Bank Of England Under Investigation For Being Too Friendly With Banks

The biggest problem we have with central banks is that they are run by academics with ZERO real world experience. This applies not just at the Fed, but most central banks with the lone exception of Bank of China. The greatest danger this presents is that the money-center banks manipulate the central bankers during states of financial panic and they who are so frightened, they will do whatever the money-center banks tell them.

Bank of England

In the USA, there is nobody who would investigate the dark corners of the Federal Reserve being manipulated by the NY bankers who walk of water without ice. However, the system is much more open in Britain where the bankers do not control the courts as they do in New York City.
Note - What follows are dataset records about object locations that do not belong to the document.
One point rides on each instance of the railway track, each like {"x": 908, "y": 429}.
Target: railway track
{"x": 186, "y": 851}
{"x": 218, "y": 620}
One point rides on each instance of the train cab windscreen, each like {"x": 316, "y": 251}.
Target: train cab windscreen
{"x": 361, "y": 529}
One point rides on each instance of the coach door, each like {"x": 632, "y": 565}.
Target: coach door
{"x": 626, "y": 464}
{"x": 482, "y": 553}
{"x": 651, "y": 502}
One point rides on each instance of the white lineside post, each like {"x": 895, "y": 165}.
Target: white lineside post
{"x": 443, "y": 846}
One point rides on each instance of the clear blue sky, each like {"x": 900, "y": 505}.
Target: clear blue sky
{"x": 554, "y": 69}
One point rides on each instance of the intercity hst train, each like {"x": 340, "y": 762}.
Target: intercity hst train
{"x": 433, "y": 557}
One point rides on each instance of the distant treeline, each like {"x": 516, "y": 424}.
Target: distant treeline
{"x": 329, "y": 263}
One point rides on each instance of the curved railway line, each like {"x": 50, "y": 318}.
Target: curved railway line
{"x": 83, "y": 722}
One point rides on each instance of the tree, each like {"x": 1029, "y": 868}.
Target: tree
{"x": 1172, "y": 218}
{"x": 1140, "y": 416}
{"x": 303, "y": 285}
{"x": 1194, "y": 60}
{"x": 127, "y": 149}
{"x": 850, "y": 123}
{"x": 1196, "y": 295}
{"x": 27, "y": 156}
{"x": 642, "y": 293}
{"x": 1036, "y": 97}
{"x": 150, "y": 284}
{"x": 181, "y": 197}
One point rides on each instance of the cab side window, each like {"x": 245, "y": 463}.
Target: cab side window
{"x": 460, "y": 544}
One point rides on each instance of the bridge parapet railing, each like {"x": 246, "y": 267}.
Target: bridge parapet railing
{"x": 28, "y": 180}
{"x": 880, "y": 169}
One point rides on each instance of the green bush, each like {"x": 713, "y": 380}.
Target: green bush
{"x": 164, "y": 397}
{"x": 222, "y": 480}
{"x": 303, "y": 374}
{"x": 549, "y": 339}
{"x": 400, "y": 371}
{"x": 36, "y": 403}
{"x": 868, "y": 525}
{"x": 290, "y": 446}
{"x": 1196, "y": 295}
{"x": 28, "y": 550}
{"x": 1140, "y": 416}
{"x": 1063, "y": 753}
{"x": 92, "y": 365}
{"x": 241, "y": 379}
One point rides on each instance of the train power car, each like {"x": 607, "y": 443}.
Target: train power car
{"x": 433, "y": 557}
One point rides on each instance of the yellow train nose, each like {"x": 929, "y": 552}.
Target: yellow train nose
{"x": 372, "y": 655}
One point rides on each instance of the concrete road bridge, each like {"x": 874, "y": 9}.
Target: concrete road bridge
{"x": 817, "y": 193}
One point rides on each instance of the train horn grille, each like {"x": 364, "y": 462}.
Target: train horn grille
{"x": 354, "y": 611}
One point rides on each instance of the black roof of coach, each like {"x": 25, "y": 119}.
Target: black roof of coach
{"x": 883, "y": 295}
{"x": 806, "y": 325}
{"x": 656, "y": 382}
Consequently, the Bank of England (BoE) is now being investigated by the Serious Fraud Office (SFO) for being “too” friendly with the money-center banks during the crisis of 2008.

Last year, the BoE was cleared of “improper conduct” in the currency market manipulation allegations of the money-center banks. Nevertheless, major corporations are starting to wise-up to TRANSACTION banking. A light is starting to go on that by no means can you go to these clowns for corporate hedging and advice for they will ALWAYS rig the game to make as much profit on the trading scalping clients until they bleed.

So while in the USA the banks can still bribe Congress to repeal Dodd-Frank and open the gates to money falling once again from heaven, that is not the case OUTSIDE the USA. Even the movie the FORECASTER is being shown around the world except the USA because of the elite control of the bankers who tell the Fed what to do and when, the Justice Department, and New York Federal Judges protect them every chance they get. We have NOBODY outside of their control to investigate anything.

Britain’s Serious Fraud Office’s investigators are now probing the central bank for possible fraud related to liquidity auctions between 2007 and 2008. During the financial crisis, the BoE invited banks to borrow money from the central bank, in exchange for collateral. This was conducted through a series of “liquidity auctions” where the funds were intended to prevent the banks collapsing.